Converting and Preparing Models
With the [Model Downloader](@ref omz_tools_downloader) and Model Optimizer guides, you will learn to download pre-trained models and convert them for use with the OpenVINO™ toolkit. You can provide your own model or choose a public or Intel model from a broad selection provided in the Open Model Zoo.
Deploying Inference
The OpenVINO™ Runtime User Guide explains the process of creating your own application that runs inference with the OpenVINO™ toolkit. The API Reference defines the OpenVINO Runtime API for Python, C++, and C. The OpenVINO Runtime API is what you'll use to create an OpenVINO™ inference application, use enhanced operations sets and other features. After writing your application, you can use the Deployment Manager for deploying to target devices.
Tuning for Performance
The toolkit provides a Performance Optimization Guide and utilities for squeezing the best performance out of your application, including [Accuracy Checker](@ref omz_tools_accuracy_checker), [Post-Training Optimization Tool](@ref pot_README), and other tools for measuring accuracy, benchmarking performance, and tuning your application.
Graphical Web Interface for OpenVINO™ Toolkit
You can choose to use the [OpenVINO™ Deep Learning Workbench](@ref workbench_docs_Workbench_DG_Introduction), a web-based tool that guides you through the process of converting, measuring, optimizing, and deploying models. This tool also serves as a low-effort introduction to the toolkit and provides a variety of useful interactive charts for understanding performance.

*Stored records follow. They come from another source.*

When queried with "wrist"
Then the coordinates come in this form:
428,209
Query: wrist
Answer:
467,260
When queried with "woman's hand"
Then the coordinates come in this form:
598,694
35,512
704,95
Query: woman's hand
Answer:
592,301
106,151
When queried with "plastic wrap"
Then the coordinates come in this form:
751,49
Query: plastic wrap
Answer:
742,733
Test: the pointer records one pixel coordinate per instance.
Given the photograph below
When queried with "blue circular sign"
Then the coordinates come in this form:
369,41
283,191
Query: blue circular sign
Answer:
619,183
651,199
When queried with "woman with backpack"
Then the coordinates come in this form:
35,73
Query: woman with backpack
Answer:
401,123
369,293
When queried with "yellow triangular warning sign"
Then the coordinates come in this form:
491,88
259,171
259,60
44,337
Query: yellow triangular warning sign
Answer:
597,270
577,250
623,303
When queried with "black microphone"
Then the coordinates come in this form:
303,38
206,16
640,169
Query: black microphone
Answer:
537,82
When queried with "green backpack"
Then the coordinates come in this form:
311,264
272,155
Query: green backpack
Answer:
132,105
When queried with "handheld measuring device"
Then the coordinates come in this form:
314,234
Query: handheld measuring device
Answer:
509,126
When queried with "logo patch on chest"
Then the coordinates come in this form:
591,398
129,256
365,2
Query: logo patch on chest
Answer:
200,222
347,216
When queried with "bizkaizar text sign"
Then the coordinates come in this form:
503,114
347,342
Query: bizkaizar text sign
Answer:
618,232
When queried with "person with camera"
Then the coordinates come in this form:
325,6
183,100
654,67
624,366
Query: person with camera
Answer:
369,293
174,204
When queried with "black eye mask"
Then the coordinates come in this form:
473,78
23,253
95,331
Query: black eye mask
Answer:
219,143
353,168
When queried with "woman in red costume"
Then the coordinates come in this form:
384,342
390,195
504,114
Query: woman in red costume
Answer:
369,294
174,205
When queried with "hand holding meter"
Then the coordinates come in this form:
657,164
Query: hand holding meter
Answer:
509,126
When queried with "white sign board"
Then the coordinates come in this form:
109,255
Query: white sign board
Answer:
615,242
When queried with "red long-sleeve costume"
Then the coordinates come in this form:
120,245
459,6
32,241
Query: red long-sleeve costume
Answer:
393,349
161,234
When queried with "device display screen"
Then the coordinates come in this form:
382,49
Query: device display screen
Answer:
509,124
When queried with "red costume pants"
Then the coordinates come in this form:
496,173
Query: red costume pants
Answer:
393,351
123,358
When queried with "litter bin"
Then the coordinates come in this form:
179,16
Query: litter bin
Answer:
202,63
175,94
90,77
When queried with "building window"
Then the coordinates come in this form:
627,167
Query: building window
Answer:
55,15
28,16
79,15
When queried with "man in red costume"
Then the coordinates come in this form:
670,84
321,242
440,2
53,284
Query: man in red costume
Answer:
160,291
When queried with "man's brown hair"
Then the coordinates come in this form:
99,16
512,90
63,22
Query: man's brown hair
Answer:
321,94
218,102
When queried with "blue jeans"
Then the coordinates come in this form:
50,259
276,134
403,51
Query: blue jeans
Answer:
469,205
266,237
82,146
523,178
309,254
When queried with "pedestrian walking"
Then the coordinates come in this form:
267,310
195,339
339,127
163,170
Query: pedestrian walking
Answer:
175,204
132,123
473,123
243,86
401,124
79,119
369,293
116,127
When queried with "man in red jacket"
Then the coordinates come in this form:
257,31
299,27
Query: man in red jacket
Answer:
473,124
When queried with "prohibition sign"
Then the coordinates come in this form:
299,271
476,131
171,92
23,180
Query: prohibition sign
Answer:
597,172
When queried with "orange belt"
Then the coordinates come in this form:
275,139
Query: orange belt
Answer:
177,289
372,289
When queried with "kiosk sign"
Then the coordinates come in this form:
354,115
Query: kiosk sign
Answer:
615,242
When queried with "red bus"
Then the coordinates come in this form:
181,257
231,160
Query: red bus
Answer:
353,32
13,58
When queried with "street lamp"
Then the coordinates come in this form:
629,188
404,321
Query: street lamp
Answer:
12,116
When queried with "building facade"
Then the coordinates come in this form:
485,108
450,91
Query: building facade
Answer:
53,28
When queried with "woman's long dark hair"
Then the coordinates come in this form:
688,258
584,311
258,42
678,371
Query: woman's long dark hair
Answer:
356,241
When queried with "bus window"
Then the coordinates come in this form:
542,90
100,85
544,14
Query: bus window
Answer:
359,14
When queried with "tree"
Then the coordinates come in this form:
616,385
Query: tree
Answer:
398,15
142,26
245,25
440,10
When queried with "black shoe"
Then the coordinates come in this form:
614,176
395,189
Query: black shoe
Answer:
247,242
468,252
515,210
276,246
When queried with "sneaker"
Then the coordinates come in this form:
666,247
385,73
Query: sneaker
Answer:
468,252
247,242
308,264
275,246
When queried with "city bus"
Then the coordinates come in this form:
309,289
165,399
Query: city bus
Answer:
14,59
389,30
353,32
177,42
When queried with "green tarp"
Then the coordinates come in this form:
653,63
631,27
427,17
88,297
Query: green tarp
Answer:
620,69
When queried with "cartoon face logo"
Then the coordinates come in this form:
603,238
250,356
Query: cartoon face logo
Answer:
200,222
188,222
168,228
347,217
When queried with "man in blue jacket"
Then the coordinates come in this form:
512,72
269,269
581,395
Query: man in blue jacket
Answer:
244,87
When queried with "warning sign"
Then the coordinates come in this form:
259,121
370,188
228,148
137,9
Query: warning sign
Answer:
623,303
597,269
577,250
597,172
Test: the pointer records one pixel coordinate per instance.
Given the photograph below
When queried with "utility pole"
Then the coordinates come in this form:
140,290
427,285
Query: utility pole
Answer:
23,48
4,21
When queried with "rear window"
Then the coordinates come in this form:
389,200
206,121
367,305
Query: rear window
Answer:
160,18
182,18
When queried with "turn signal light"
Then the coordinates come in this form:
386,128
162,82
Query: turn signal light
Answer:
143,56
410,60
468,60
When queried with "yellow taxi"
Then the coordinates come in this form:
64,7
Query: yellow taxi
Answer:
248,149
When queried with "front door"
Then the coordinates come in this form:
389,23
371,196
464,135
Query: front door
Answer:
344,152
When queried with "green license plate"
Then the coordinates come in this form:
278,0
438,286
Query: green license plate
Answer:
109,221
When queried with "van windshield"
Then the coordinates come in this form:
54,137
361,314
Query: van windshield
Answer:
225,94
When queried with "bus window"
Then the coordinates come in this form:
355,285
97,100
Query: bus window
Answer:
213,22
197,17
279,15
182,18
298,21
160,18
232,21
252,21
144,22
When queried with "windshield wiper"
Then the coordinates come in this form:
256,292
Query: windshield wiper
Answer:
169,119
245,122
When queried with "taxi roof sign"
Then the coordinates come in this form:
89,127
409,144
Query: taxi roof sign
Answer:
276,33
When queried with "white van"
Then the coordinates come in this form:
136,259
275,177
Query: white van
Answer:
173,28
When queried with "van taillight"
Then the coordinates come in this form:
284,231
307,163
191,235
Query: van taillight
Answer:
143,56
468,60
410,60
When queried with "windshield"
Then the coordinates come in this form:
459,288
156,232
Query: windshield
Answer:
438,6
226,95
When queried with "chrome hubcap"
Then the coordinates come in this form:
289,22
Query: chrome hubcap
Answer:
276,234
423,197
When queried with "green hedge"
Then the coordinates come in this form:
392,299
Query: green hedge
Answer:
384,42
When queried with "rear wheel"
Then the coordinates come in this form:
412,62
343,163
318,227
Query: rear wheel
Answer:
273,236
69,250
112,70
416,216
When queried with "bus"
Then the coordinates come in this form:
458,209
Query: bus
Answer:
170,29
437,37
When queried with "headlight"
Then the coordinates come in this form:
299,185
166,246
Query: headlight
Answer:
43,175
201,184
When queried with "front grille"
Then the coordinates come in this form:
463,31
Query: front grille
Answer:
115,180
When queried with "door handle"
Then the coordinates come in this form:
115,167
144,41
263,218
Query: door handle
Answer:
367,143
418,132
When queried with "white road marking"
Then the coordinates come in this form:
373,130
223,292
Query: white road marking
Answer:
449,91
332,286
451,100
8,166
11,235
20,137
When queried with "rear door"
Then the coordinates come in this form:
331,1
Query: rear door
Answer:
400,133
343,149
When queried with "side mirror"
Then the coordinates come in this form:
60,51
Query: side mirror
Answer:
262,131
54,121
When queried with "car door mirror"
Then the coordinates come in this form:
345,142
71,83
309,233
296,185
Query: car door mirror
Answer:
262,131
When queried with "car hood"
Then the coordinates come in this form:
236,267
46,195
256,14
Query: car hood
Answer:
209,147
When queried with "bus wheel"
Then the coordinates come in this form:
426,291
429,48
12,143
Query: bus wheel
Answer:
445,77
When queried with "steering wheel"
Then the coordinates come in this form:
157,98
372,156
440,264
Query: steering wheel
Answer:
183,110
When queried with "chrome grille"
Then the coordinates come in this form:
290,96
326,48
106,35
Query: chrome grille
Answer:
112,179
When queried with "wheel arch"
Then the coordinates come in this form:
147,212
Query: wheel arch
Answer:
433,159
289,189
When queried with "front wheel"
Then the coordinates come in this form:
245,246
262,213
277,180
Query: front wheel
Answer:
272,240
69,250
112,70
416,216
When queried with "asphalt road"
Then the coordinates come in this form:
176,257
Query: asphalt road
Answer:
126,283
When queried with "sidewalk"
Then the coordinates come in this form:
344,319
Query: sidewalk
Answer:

Media Processing and Computer Vision Libraries
The OpenVINO™ toolkit also works with the following media processing frameworks and libraries:
- [Intel® Deep Learning Streamer (Intel® DL Streamer)](@ref openvino_docs_dlstreamer) — A streaming media analytics framework based on GStreamer, for creating complex media analytics pipelines optimized for Intel hardware platforms. Go to the Intel® DL Streamer documentation website to learn more.
- Intel® oneAPI Video Processing Library (oneVPL) — A programming interface for video decoding, encoding, and processing to build portable media pipelines on CPUs, GPUs, and other accelerators.
You can also add computer vision capabilities to your application using optimized versions of OpenCV.